Six months with Voxeo...
April 23, 2008
It's been a really amazing six months that has so greatly expanded my knowledge into new areas I hadn't played with before. This picture from our "VoIP Platform Overview" page perhaps best shows what I find so interesting about Voxeo's platform:
On the one hand, it's an XML-driven SIP application server... yet it's also a media server... and then there's all the speech stuff - Automatic Speech Recognition (ASR), Text-To-Speech, etc.... VoiceXML, CCXML, CallXML... and then it's a conferencing server... all based on SIP and using things like ENUM and so much more.
Perhaps one of the most fascinating aspects for me is that on one level we are customer-focused working with individual developers to help them learn to build voice applications. But then on the back-end we have this massively-scalable, redundant hosting infrastructure and we are among the largest consumers of SIP trunks in North America. (And constantly in need of more - a colleague of mine is tasked nearly full-time with working with carriers to find more SIP trunk capacity!)
So it's fun for me to go to an IETF standards meeting because on the one hand I'm interested in SIP as it relates to end users and end user applications, yet on the other hand I'm interested in all the SIP peering standards and other efforts which make it easier for us to connect into the "cloud" of SIP service providers out there. So I get to look at the small end and the massively large end. For a guy interested in SIP, it's pretty wild.
It's also very cool to be part of an organization that has been working with many aspects of what we are now calling "cloud computing" since long before that label came into fashion. Voxeo is all about moving your voice applications into the cloud. Being able to access them from wherever. Whenever. So as there is all this newfound interest in moving computing into "the cloud"... that's where we already are. The challenge now becomes one of learning how to have our "cloud" interact with all the many other "clouds" out there. (And yes, we do have a premise product, too, for customers that for various reasons do not want to push their apps into the cloud - but the hosted version came first by many years.)
Beyond all the technology, it's also been great to get back into a "startup" mindset. Even though Voxeo has been around since 1999, it still retains so much of the passion and drive of a startup. (As well as some of the fun aspects- in Orlando they even have a barista and coffee bar!) There are a great many opportunities to participate in growing the company. The management is incredibly open with employees, too, which is wonderful to be involved with... and there's just some really great people inside the company! (And hey, we're hiring!)
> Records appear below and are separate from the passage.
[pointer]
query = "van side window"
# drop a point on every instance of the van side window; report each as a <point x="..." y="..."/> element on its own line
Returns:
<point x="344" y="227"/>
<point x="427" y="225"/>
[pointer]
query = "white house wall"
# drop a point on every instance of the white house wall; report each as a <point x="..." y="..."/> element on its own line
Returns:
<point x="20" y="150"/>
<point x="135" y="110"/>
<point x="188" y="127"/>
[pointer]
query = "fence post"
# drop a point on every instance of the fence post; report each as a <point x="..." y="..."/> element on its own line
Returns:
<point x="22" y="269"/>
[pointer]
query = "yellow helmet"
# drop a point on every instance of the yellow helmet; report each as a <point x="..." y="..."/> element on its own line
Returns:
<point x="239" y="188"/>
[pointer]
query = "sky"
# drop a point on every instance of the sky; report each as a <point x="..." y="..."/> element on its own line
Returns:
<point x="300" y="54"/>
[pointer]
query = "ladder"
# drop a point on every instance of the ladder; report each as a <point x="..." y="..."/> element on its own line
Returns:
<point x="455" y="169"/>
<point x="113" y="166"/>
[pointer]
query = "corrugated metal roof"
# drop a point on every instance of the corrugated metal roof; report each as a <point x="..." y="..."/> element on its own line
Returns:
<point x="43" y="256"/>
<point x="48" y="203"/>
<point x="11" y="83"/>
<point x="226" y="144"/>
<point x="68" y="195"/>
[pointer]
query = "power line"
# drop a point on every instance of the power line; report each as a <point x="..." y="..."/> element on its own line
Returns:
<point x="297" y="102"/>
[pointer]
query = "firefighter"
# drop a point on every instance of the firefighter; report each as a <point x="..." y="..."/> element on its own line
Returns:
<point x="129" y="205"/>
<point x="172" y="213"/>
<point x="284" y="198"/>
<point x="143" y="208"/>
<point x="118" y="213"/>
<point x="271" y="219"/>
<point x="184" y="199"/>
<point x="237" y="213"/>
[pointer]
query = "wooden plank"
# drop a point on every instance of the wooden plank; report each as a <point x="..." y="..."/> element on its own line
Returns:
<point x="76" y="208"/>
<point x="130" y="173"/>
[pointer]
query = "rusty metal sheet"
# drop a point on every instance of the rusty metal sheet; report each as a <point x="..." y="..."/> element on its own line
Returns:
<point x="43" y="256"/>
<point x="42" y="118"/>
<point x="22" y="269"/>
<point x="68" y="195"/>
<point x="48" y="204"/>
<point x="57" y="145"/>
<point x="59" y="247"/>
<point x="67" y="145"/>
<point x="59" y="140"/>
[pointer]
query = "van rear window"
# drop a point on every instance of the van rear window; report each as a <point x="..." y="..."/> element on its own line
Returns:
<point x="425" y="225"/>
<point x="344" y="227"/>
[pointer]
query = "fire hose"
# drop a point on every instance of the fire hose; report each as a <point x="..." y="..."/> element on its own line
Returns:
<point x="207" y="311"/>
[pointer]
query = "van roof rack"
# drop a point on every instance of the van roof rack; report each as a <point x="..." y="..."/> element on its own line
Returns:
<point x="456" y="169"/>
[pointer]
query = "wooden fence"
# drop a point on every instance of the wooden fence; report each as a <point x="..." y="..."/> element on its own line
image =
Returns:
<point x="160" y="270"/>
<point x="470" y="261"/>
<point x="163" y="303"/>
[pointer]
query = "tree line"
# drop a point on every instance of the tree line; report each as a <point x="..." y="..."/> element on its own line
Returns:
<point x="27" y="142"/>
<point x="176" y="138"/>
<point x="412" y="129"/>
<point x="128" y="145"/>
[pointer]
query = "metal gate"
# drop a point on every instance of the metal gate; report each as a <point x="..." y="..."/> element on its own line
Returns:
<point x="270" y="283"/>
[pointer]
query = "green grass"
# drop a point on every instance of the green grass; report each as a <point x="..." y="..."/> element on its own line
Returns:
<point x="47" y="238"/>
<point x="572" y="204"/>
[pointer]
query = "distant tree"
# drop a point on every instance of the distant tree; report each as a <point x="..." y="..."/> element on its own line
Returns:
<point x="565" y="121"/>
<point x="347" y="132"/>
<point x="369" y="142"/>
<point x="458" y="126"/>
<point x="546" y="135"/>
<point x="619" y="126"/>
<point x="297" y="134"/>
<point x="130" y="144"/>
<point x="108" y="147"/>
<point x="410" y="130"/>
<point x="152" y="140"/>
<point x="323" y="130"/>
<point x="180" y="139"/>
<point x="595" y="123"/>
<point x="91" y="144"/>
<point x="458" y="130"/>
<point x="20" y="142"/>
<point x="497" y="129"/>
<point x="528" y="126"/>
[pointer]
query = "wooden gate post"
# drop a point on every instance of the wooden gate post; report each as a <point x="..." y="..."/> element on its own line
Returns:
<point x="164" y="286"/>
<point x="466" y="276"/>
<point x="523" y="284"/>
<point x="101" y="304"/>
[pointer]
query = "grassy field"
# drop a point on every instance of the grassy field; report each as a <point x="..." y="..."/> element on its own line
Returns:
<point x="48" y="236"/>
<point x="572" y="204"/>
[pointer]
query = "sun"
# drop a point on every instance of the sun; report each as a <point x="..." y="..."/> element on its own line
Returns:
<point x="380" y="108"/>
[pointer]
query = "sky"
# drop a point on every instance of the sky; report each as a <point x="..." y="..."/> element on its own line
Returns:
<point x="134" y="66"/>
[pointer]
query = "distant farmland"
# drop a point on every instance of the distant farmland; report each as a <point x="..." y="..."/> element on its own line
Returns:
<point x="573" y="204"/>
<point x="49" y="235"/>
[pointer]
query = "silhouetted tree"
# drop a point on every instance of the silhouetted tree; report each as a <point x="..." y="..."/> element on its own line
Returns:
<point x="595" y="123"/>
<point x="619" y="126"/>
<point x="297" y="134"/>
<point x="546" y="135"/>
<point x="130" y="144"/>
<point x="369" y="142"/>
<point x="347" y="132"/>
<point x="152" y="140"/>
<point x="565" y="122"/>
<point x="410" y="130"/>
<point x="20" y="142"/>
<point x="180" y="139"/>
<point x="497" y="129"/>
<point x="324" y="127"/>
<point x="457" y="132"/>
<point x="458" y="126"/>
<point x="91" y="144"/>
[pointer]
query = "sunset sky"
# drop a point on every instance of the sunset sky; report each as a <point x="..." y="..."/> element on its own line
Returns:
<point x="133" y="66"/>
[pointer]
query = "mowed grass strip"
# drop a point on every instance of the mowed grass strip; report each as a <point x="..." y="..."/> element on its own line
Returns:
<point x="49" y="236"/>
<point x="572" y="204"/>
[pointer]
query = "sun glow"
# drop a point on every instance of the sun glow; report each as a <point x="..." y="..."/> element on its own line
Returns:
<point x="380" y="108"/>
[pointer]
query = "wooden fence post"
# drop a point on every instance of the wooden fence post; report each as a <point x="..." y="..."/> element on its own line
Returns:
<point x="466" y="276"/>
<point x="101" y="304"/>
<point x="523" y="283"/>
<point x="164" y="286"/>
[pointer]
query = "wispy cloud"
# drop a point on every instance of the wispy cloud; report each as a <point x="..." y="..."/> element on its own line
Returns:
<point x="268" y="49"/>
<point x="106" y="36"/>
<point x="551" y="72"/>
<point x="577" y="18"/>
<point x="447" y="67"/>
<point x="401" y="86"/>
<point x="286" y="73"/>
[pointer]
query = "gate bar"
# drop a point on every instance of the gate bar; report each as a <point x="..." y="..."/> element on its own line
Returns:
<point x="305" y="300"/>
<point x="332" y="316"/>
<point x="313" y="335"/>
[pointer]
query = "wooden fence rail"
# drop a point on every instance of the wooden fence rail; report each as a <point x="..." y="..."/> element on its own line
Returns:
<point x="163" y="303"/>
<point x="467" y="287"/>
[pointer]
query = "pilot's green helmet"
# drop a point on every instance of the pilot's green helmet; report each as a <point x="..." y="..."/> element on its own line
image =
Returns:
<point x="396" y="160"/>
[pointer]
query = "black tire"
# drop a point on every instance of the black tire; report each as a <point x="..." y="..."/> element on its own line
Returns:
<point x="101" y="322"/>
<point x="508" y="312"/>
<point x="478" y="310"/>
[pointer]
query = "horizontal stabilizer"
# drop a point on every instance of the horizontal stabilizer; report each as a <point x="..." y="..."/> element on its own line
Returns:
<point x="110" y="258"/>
So what are some of the other things I've learned in the past six months?
- Call Control XML (CCXML) is one of the most under-appreciated standards out there (and something I'll be writing about more). It basically lets you put an XML layer on top of SIP and, well, since all those web application tools speak XML it opens up all kinds of opportunities.
- WordPress Mu can be used to build a corporate blog portal (blogs.voxeo.com) - that's been both fun and a great learning experience.
- It absolutely scares me that I now know my way around downtown Orlando and to and from the Orlando airport.
- There is more to "Orlando" than simply "The Empire of the Mouse" and downtown Orlando is a rather cool place to be.
- JetBlue's direct flights from Burlington, VT, to Orlando are a truly wonderful addition that I will miss when we move to N.H. (although I understand Southwest has direct flights from Manchester).
- It is very cool (although sometimes admittedly strange) to have a manager who blogs and twitters and generally "gets" the value of social media.
- It's nice to be in a company in the telecommunications/VoIP space that is... (gasp)... profitable!
- I freely admit that ever since getting our corporate laptop, the Apple MacBook Pro, I have become a Mac fanboy!
- It's wonderful to be in a company with a strong developer focus that gives away free versions of its software for developers to use. I just really happen to like the model... mostly because you get to be surprised by the very cool and sometimes offbeat things that people will do, simply because you give them the tools. Creativity is an amazing thing to nourish.
All in all, I'm not entirely sure how six months flew by... but it's been a great block of time and I'm looking forward to the next six months and many more beyond that. (And no, I'm not just writing that because my boss may read my blog!)
P.S. Did I mention that we're hiring?